The Maximum Depth Level setting limits how deep the connector descends into subdirectories. For example, with an initial path of /documents and a max depth of 2, the connector will crawl the contents of /documents/folder1/folder2/ but not the contents of /documents/folder1/folder2/folder3/. To crawl only top-level directories, set the field’s value to 1. To perform a full recursive crawl, set the value to 0.

Index folder metadata

When the Index Folder Metadata field is enabled, the FTP Pro connector indexes each directory as a document containing:
  • Directory name
  • Full path
  • Modification date
  • Permissions metadata
This setting is useful for creating a complete file system hierarchy in your search index or for finding directories by name.

Index failed documents

When a file fails to download or process, enabling the Index Failed Documents field creates a document with available metadata but without file content.

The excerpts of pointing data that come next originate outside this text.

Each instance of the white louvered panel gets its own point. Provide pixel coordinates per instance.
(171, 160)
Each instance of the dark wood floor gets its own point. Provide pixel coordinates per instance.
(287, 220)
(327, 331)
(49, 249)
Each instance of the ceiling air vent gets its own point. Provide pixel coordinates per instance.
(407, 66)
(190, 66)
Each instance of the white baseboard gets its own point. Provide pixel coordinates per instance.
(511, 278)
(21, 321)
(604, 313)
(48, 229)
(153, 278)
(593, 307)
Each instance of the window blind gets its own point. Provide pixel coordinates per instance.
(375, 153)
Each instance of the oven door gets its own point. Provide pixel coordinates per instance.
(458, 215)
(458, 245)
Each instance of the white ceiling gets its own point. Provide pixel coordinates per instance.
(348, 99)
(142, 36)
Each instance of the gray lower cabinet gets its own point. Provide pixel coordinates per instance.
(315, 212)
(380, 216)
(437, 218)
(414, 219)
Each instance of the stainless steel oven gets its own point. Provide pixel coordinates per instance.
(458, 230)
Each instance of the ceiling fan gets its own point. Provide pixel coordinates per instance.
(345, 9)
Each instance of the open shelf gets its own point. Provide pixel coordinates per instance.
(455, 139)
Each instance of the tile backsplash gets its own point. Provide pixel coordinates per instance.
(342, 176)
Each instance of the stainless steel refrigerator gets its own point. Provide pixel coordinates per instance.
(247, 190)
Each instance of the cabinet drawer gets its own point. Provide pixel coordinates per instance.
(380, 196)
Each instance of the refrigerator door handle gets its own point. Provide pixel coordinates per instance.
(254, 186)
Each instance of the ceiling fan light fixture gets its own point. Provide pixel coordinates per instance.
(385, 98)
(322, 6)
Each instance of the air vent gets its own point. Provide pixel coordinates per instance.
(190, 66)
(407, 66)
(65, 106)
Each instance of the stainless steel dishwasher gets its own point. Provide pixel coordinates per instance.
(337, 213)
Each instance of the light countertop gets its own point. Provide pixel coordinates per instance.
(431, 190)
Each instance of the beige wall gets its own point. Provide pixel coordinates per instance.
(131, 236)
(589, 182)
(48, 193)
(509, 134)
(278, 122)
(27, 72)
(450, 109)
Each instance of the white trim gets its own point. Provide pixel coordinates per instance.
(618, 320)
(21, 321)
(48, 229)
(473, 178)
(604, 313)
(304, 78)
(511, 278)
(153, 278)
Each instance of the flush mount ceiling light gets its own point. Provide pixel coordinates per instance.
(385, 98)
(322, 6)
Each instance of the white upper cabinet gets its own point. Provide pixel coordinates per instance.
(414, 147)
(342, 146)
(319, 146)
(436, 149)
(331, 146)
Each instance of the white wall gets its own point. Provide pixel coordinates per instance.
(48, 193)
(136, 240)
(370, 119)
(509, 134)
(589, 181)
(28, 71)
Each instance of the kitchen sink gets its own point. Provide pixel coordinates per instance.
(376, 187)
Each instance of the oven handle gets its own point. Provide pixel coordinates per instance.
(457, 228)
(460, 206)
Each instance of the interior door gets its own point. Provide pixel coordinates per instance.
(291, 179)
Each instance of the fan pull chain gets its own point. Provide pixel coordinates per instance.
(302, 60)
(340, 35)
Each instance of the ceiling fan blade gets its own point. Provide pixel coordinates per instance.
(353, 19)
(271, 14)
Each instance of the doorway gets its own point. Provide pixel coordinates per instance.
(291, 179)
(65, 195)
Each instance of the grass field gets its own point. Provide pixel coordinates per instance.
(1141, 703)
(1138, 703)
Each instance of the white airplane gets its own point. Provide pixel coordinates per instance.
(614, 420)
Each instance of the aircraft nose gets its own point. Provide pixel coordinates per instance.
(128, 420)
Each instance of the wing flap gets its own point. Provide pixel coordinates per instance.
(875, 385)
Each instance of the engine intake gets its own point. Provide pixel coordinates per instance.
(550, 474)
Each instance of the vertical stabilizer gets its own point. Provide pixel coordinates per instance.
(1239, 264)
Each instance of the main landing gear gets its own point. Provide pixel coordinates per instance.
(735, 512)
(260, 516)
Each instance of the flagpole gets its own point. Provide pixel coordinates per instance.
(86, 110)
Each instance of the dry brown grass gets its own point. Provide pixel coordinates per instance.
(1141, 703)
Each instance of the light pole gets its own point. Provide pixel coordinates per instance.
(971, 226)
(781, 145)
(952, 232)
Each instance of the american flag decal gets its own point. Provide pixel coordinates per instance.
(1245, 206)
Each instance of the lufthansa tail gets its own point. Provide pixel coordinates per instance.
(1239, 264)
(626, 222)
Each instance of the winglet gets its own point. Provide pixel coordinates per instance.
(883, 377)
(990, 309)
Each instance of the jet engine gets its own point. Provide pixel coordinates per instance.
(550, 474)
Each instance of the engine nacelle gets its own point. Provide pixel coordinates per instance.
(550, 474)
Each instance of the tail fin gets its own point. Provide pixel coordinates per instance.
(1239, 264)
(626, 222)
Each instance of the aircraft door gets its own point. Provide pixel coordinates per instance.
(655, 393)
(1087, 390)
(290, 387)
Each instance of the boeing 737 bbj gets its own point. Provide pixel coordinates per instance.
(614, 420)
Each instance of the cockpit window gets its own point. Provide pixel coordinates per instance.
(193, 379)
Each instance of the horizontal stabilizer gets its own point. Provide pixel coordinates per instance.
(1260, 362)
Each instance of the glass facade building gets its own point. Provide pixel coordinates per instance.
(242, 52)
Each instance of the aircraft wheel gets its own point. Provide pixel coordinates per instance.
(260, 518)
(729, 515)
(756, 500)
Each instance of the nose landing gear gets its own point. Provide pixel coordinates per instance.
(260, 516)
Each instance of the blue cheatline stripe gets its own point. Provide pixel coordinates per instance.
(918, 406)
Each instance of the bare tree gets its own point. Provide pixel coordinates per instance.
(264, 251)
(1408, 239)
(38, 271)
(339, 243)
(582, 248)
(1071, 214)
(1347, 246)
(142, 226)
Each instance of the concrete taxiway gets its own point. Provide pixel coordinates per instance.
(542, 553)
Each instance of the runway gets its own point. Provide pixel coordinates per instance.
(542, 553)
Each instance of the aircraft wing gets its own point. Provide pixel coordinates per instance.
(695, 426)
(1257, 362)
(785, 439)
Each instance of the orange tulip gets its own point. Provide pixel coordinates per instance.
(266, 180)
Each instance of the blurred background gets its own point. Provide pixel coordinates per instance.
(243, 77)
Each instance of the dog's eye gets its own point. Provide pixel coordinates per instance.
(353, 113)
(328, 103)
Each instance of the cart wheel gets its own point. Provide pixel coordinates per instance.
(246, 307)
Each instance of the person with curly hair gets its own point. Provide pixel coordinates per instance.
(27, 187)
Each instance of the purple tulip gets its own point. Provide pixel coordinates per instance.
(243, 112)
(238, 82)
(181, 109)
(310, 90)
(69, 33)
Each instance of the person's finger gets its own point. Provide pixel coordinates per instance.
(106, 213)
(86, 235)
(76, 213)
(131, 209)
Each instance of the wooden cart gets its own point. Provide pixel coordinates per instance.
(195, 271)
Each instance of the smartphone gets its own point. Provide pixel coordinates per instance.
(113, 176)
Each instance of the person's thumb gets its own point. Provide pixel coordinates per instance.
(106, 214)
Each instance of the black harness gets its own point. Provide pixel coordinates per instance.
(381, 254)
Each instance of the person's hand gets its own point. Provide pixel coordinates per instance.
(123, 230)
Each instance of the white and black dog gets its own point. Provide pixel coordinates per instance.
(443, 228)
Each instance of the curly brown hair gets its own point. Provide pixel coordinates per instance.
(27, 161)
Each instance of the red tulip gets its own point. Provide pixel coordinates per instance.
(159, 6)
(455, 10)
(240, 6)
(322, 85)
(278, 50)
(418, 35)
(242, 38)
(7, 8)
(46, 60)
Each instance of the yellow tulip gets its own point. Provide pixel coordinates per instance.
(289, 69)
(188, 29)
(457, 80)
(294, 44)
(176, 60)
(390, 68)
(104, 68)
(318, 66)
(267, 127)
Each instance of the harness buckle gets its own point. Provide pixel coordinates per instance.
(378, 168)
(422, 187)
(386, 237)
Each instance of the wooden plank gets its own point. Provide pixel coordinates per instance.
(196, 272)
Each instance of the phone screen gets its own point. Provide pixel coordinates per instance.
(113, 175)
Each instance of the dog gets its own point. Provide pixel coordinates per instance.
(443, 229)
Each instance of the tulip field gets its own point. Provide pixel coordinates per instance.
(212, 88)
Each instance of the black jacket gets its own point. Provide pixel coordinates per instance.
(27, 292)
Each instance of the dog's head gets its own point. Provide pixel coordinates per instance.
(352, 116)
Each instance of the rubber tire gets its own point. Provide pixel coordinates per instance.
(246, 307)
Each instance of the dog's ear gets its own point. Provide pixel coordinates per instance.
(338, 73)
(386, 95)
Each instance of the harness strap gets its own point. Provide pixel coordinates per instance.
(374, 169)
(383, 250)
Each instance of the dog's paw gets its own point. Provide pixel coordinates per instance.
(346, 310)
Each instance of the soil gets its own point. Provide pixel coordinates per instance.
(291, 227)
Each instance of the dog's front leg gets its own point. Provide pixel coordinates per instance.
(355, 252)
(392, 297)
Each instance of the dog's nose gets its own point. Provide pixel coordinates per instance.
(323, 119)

This helps track which files may need attention. The indexed metadata includes the following values:
  • File name and path
  • File size
  • Modification date
  • Error information

Intelligent retry mechanism

The FTP Pro connector includes a retry mechanism. This ensures reliable indexing even when facing transient network failures, server timeouts, or temporary unavailability. Additionally, the connector uses exponential backoff between retries, starting with a short delay and increasing with each subsequent retry. This feature prevents overwhelming a struggling server while still providing multiple opportunities to succeed. You can set the number of retry attempts in the Retry Count field. The connector intelligently determines which errors should be retried and which indicate permanent failures. For FTP or FTPS errors:
  • 4xx response codes: Retry (temporary server issues)
  • 5xx response codes: Don’t retry (permanent errors)
For SFTP errors:
  • Network errors: Retry (temporary connectivity issues)
  • Permission errors: Don’t retry (permanent access denial)
General errors:
  • Timeouts: Retry (temporary network congestion)
  • DNS failures: Don’t retry (configuration error)
  • Authentication failures: Don’t retry (invalid credentials)
During datasource validation, the retry mechanism is automatically disabled to provide fast feedback. This ensures you quickly see any configuration or connection issues without waiting through retry delays.

Re-crawl indexing

The FTP Pro connector supports full re-crawls to keep your index synchronized with the FTP server. For new and modified content, the connector:
  • Indexes new files added since the last crawl
  • Re-indexes files modified since the last crawl based on the modification timestamp
  • Updates metadata for existing documents
The connector relies on Fusion’s stray deletion support to remove documents that no longer exist on the FTP server. During a re-crawl, the connector takes the following steps for deleted content:
  • The connector tracks all crawled documents in CrawlDB
  • During a re-crawl, documents not encountered are marked as stray
  • Stray documents are automatically deleted from the index
The re-crawl process ensures your search index accurately reflects the current state of your FTP server without manual cleanup.

Configuration

When entering configuration values in the UI, use unescaped characters, such as \t for the tab character. When entering configuration values in the API, use escaped characters, such as \\t for the tab character.